EPISTOLA DI S. PAOLO II A TIMOTEO 2:14-26

EPISTOLA DI S. PAOLO II A TIMOTEO 2:14-26 DB1885

RAMMEMORA queste cose, protestando, nel cospetto di Dio, che non si contenda di parole, il che a nulla è utile, anzi è per sovvertir gli uditori. Studiati di presentar te stesso approvato a Dio, operaio che non abbia ad esser confuso, che tagli dirittamente la parola della verità.
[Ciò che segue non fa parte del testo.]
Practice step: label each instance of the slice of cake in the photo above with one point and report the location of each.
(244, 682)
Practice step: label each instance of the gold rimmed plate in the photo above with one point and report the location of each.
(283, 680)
Ma schiva le profane vanità di voci; perciocchè procederanno innanzi a maggiore empietà. E la parola di tali andrà rodendo, a guisa di gangrena; dei quali è Imeneo, e Fileto; i quali si sono sviati dalla verità; dicendo che la risurrezione è già avvenuta; e sovvertono la fede d'alcuni. Ma pure il fondamento di Dio sta fermo, avendo questo suggello: Il Signore conosce que' che son suoi, e: Ritraggasi dall'iniquità chiunque nomina il nome di Cristo. Or in una gran casa non vi sono sol vasi d'oro e d'argento, ma ancora di legno, e di terra; e gli uni sono ad onore, gli altri a disonore. Se dunque alcuno si purifica da queste cose, sarà un vaso ad onore, santificato ed acconcio al servigio del Signore, preparato ad ogni buona opera. Or fuggi gli appetiti giovanili, e procaccia giustizia, fede, carità, pace con quelli che di cuor puro invocano il Signore. E schiva le quistioni stolte e scempie, sapendo che generano contese. Or non bisogna che il servitor del Signore contenda; ma che sia benigno inverso tutti, atto e pronto ad insegnare, che comporti i mali; che ammaestri con mansuetudine quelli che son disposti in contrario, per provar se talora Iddio desse loro di ravvedersi, per conoscer la verità; in maniera che, tornati a sana mente, uscissero dal laccio del diavolo, dal quale erano stati presi, per farla sua volontà.